The evidence for interventions is limited to AD in general, as studies in patients with IBD showed either negative results or were too small to deliver meaningful results. Studies of psychological interventions in patients with IBD have not produced convincing results, but in the subgroup of patients with anxiety this may be different. A multidisciplinary approach is advised, with the IBD physician aiming to induce clinical remission and a psychologist to provide input to coordinate psychological and pharmacological interventions for AD (Table 4).

Table 4 Conclusion
Abbreviations: AD, anxiety disorder; IBD, inflammatory bowel disease.
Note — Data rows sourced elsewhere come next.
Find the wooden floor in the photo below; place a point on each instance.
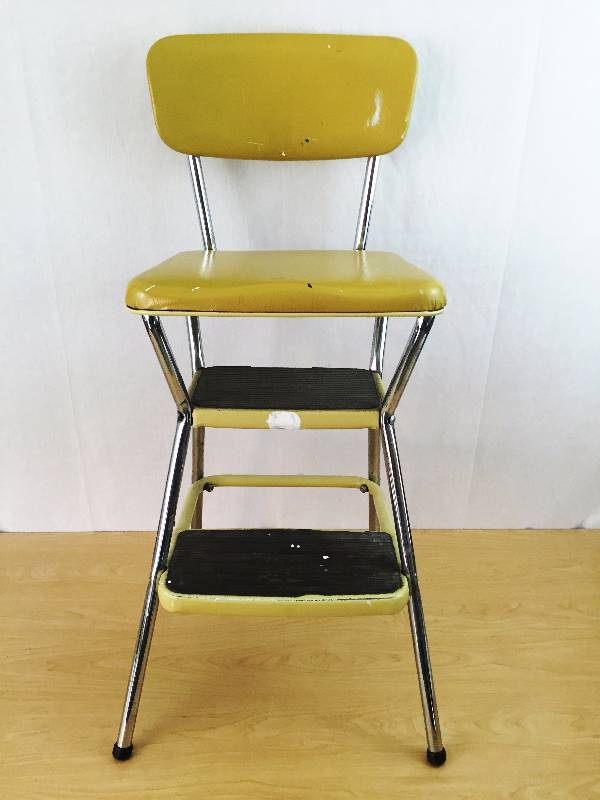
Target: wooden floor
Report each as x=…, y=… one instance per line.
x=238, y=709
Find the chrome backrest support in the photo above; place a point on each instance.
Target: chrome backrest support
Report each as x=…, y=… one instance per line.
x=360, y=243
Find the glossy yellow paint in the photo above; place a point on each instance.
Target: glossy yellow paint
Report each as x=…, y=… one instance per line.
x=308, y=605
x=281, y=97
x=297, y=282
x=260, y=419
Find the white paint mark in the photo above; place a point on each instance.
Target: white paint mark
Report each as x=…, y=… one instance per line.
x=376, y=115
x=284, y=420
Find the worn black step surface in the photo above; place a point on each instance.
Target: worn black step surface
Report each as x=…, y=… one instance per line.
x=311, y=389
x=283, y=563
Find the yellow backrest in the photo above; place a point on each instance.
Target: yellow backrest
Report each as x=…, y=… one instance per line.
x=281, y=97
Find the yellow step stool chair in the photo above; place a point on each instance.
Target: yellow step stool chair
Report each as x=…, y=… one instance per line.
x=284, y=97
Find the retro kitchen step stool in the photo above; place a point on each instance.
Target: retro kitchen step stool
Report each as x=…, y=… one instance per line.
x=284, y=97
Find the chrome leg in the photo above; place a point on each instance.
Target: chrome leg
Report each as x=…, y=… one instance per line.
x=123, y=746
x=198, y=437
x=374, y=473
x=436, y=753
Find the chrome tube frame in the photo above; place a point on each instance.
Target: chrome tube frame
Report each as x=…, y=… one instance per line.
x=166, y=359
x=360, y=243
x=366, y=203
x=195, y=343
x=123, y=746
x=208, y=238
x=407, y=363
x=374, y=461
x=194, y=333
x=378, y=343
x=436, y=753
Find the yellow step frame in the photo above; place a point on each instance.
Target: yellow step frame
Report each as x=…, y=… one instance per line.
x=307, y=605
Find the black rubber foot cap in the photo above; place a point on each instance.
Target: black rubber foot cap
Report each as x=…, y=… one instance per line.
x=436, y=759
x=122, y=753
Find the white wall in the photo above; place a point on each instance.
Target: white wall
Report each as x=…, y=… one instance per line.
x=496, y=191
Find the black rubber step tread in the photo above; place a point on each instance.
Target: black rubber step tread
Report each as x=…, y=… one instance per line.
x=283, y=563
x=286, y=388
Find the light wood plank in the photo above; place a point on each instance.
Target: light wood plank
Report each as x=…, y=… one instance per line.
x=248, y=708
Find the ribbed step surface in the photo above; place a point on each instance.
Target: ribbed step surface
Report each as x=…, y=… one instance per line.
x=283, y=563
x=314, y=388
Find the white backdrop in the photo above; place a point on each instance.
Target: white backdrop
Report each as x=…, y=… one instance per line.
x=496, y=191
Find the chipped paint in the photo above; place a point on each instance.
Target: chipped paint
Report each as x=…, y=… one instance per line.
x=284, y=420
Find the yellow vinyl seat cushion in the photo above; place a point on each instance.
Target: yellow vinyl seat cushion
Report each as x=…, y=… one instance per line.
x=286, y=282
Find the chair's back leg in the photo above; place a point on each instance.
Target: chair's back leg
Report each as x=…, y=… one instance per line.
x=374, y=473
x=123, y=746
x=436, y=754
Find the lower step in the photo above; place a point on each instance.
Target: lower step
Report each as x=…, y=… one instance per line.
x=283, y=572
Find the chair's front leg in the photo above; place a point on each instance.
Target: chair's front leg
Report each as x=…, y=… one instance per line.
x=198, y=439
x=123, y=746
x=436, y=753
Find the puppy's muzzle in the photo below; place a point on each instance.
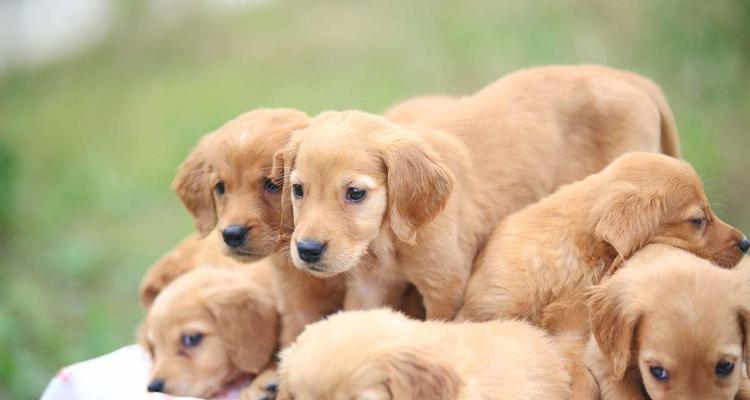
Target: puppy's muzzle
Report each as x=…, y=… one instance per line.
x=235, y=235
x=310, y=250
x=157, y=385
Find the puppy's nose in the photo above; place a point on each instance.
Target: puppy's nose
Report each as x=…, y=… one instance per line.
x=310, y=250
x=157, y=385
x=234, y=235
x=744, y=245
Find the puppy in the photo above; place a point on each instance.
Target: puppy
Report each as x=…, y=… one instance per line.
x=670, y=325
x=209, y=328
x=540, y=260
x=380, y=354
x=193, y=252
x=416, y=204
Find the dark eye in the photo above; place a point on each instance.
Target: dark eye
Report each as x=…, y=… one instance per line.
x=724, y=368
x=355, y=194
x=659, y=373
x=219, y=188
x=698, y=222
x=297, y=190
x=192, y=340
x=271, y=187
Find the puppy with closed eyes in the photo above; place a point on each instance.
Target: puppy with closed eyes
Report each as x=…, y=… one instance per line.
x=416, y=203
x=381, y=355
x=211, y=327
x=670, y=325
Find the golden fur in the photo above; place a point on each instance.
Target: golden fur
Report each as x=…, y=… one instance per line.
x=540, y=260
x=380, y=355
x=668, y=308
x=233, y=310
x=436, y=189
x=191, y=253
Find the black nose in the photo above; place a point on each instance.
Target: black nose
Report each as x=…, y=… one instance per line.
x=234, y=235
x=744, y=245
x=157, y=385
x=310, y=250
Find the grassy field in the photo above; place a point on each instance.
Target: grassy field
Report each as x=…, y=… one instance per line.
x=88, y=147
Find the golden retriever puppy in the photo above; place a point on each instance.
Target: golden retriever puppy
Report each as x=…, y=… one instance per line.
x=415, y=204
x=540, y=260
x=191, y=253
x=670, y=325
x=209, y=328
x=380, y=355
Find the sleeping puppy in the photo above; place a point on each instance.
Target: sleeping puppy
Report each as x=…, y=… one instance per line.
x=209, y=328
x=670, y=325
x=191, y=253
x=380, y=355
x=540, y=260
x=415, y=204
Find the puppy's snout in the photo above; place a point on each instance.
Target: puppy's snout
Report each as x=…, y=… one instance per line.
x=157, y=385
x=744, y=245
x=235, y=235
x=310, y=250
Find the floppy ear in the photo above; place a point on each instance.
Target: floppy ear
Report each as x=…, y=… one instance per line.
x=193, y=187
x=419, y=185
x=627, y=218
x=415, y=375
x=248, y=325
x=613, y=324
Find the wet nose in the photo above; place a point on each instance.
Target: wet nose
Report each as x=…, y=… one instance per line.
x=234, y=235
x=310, y=250
x=157, y=385
x=744, y=245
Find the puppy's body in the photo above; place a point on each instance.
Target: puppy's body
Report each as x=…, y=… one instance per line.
x=671, y=310
x=436, y=189
x=210, y=327
x=382, y=355
x=540, y=260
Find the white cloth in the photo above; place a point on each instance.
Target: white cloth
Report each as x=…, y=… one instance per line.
x=120, y=375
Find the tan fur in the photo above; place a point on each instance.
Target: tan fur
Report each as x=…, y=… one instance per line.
x=233, y=309
x=436, y=188
x=668, y=308
x=191, y=253
x=380, y=355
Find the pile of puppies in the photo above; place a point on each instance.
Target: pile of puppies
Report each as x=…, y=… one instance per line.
x=532, y=236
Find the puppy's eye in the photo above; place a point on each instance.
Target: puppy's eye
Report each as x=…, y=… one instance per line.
x=659, y=373
x=698, y=222
x=192, y=340
x=297, y=190
x=219, y=188
x=271, y=187
x=724, y=368
x=355, y=194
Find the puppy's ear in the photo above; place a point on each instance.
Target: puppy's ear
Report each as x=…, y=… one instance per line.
x=419, y=184
x=193, y=187
x=414, y=375
x=627, y=217
x=613, y=324
x=248, y=325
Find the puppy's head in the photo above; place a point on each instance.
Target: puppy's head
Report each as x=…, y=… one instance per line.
x=352, y=175
x=652, y=198
x=225, y=182
x=207, y=328
x=678, y=319
x=361, y=355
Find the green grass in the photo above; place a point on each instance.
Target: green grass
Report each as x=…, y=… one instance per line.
x=89, y=146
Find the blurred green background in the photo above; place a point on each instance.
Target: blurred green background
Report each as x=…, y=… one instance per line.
x=89, y=144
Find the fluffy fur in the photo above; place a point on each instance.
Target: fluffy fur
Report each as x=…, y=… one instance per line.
x=234, y=312
x=670, y=309
x=380, y=355
x=436, y=189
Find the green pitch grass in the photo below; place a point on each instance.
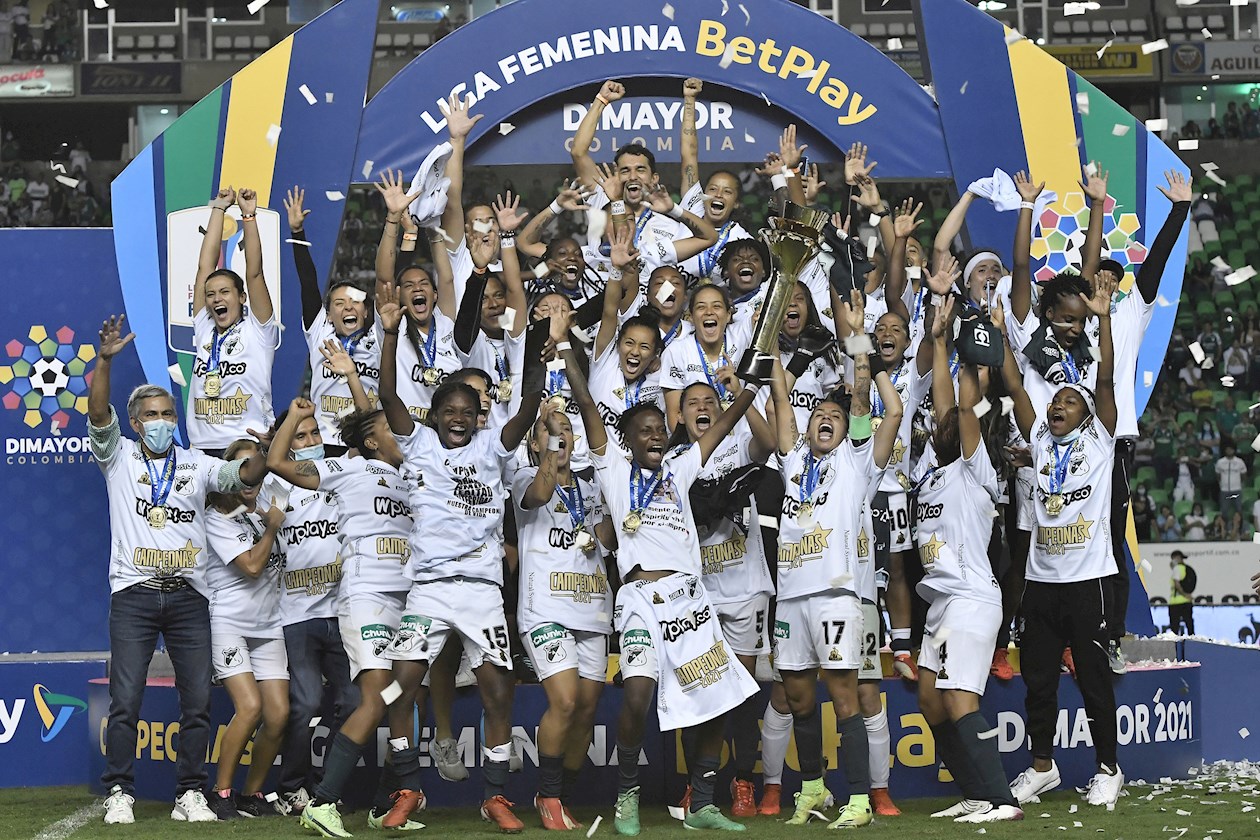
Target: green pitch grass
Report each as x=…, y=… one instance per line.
x=1220, y=807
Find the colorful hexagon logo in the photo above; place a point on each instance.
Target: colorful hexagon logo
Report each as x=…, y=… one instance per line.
x=45, y=375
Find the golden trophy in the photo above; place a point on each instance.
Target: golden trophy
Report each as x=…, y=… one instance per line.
x=793, y=239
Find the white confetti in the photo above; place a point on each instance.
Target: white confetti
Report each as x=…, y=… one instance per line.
x=858, y=344
x=1240, y=276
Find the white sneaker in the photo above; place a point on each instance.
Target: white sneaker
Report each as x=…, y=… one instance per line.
x=962, y=809
x=1032, y=782
x=993, y=814
x=190, y=806
x=117, y=807
x=1105, y=787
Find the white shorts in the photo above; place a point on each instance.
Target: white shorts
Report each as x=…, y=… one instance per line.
x=822, y=630
x=468, y=607
x=367, y=629
x=553, y=649
x=1026, y=514
x=958, y=642
x=744, y=625
x=871, y=666
x=236, y=654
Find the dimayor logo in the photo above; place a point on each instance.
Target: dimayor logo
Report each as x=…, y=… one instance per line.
x=66, y=705
x=47, y=377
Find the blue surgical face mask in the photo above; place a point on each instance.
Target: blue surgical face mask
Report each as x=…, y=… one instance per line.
x=309, y=452
x=159, y=435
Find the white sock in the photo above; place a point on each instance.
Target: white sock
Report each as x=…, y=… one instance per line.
x=881, y=741
x=775, y=734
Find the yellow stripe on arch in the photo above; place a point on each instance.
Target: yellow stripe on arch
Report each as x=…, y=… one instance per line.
x=1047, y=117
x=257, y=102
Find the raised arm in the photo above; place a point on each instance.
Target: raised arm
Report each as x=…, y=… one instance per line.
x=300, y=474
x=389, y=314
x=689, y=145
x=1095, y=190
x=308, y=278
x=212, y=244
x=1104, y=392
x=1021, y=273
x=255, y=283
x=581, y=150
x=98, y=388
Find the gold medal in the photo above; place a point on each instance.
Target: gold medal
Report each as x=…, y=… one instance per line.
x=630, y=524
x=805, y=513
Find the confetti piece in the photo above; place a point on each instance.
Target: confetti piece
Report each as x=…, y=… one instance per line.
x=1240, y=276
x=861, y=345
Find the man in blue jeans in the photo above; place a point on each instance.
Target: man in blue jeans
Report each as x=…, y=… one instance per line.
x=156, y=494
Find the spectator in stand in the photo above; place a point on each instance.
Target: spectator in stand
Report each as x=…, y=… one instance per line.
x=1143, y=514
x=1169, y=530
x=1195, y=524
x=1230, y=470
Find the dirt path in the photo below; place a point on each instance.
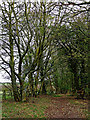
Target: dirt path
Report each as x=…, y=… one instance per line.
x=61, y=107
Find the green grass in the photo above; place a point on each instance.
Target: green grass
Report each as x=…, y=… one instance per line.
x=11, y=109
x=57, y=95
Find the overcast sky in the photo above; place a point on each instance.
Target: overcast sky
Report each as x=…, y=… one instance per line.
x=1, y=73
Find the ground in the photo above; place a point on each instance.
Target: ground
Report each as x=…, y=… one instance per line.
x=46, y=106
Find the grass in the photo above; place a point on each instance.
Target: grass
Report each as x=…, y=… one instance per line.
x=35, y=108
x=83, y=106
x=57, y=95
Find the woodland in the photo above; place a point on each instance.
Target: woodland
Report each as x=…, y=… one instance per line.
x=44, y=48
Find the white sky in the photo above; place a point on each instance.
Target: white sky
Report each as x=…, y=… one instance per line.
x=1, y=73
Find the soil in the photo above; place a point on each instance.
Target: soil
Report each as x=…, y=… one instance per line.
x=61, y=107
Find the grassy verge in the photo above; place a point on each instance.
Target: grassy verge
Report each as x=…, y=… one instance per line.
x=83, y=105
x=35, y=108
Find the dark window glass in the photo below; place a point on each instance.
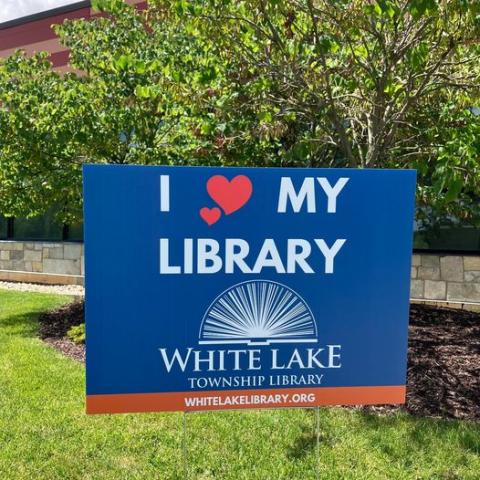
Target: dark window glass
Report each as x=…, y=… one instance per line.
x=43, y=227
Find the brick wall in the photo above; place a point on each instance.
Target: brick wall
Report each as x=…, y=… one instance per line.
x=453, y=278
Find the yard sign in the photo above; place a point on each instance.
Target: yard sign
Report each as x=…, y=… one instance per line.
x=228, y=288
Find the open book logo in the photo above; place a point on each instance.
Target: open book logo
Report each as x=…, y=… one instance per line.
x=258, y=312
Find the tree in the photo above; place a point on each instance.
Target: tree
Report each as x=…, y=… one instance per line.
x=315, y=83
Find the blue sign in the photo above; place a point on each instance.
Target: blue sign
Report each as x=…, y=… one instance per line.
x=216, y=288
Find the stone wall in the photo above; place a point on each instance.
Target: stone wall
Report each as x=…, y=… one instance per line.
x=42, y=262
x=453, y=278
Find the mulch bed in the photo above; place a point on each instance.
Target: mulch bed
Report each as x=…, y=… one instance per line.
x=443, y=358
x=55, y=324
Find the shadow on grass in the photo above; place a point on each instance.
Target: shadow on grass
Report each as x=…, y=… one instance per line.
x=307, y=440
x=383, y=430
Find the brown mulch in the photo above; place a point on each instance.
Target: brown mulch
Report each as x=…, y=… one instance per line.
x=67, y=347
x=55, y=324
x=443, y=359
x=443, y=375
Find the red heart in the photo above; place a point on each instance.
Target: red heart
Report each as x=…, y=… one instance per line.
x=232, y=195
x=210, y=215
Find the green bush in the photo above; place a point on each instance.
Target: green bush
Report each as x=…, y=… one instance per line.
x=77, y=333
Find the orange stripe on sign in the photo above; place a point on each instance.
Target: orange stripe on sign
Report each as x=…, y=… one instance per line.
x=240, y=399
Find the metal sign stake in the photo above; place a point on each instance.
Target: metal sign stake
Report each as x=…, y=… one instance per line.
x=317, y=450
x=184, y=447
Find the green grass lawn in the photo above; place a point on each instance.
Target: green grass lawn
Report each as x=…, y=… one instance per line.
x=45, y=434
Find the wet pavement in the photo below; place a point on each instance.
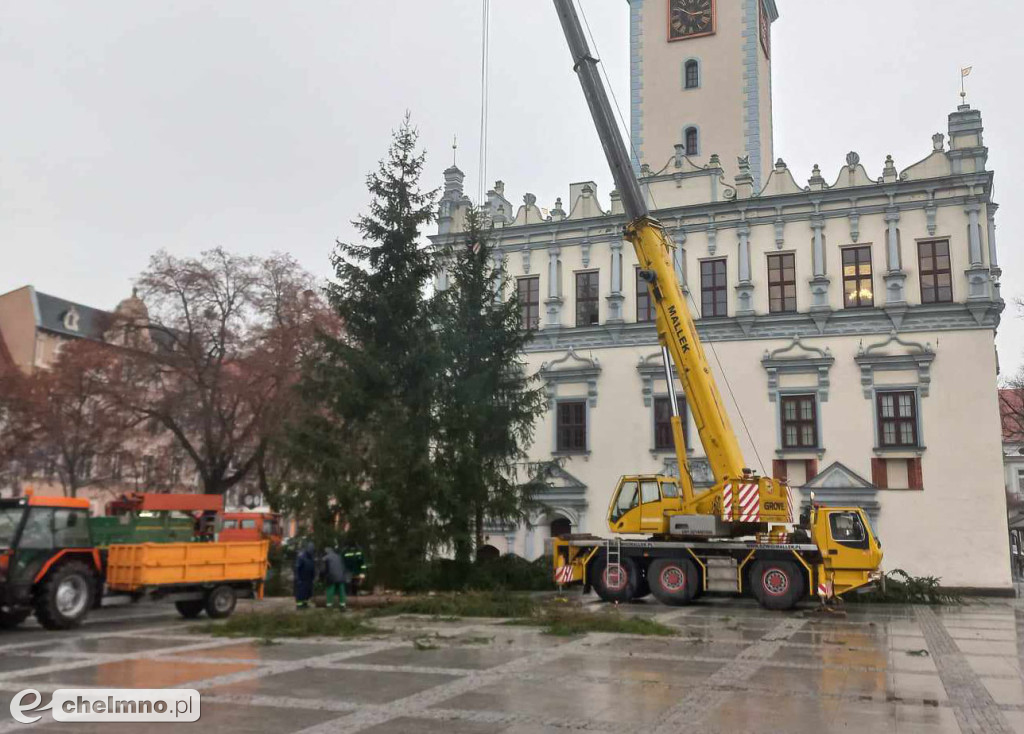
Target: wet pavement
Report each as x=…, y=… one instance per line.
x=733, y=667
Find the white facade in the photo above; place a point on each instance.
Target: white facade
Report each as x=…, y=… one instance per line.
x=929, y=470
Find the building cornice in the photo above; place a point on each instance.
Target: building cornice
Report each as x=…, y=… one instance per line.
x=754, y=211
x=872, y=321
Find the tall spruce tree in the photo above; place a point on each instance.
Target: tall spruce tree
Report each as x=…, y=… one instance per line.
x=486, y=402
x=365, y=447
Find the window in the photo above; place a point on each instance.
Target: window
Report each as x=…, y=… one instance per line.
x=800, y=422
x=857, y=289
x=714, y=296
x=571, y=426
x=645, y=308
x=897, y=419
x=663, y=424
x=690, y=137
x=847, y=527
x=936, y=277
x=560, y=526
x=587, y=298
x=38, y=531
x=782, y=283
x=528, y=290
x=71, y=528
x=691, y=75
x=629, y=498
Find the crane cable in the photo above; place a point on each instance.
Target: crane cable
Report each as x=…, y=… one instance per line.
x=636, y=157
x=484, y=73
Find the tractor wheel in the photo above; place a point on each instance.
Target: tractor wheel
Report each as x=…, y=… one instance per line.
x=65, y=597
x=192, y=608
x=673, y=581
x=615, y=585
x=777, y=585
x=10, y=619
x=220, y=602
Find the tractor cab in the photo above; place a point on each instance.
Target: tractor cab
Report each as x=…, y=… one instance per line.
x=45, y=537
x=641, y=503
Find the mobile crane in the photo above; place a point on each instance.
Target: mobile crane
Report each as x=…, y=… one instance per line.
x=734, y=535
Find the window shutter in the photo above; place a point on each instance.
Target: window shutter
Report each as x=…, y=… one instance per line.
x=914, y=476
x=880, y=477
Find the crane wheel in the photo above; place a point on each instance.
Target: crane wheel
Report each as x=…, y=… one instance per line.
x=615, y=585
x=777, y=585
x=673, y=580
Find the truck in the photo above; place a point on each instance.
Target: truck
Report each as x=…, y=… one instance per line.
x=738, y=535
x=251, y=525
x=51, y=565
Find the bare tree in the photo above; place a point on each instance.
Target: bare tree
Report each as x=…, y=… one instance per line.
x=62, y=420
x=214, y=358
There is a need for further research into the effectiveness of interventions aimed at improving AD in patients with IBD. It would also be desirable for patients and mental health specialists to participate in future guideline development on psychosocial issues in IBD.


Dr Selinger has received research grants from Shire, Nycomed, Ferring, Warner Chilcott, and Abbvie. He has provided consultancy to Abbvie, Dr Falk, and Takeda. He has received speaking honoraria from MSD, Ferring, and Abbvie. The authors report no other conflicts of interest.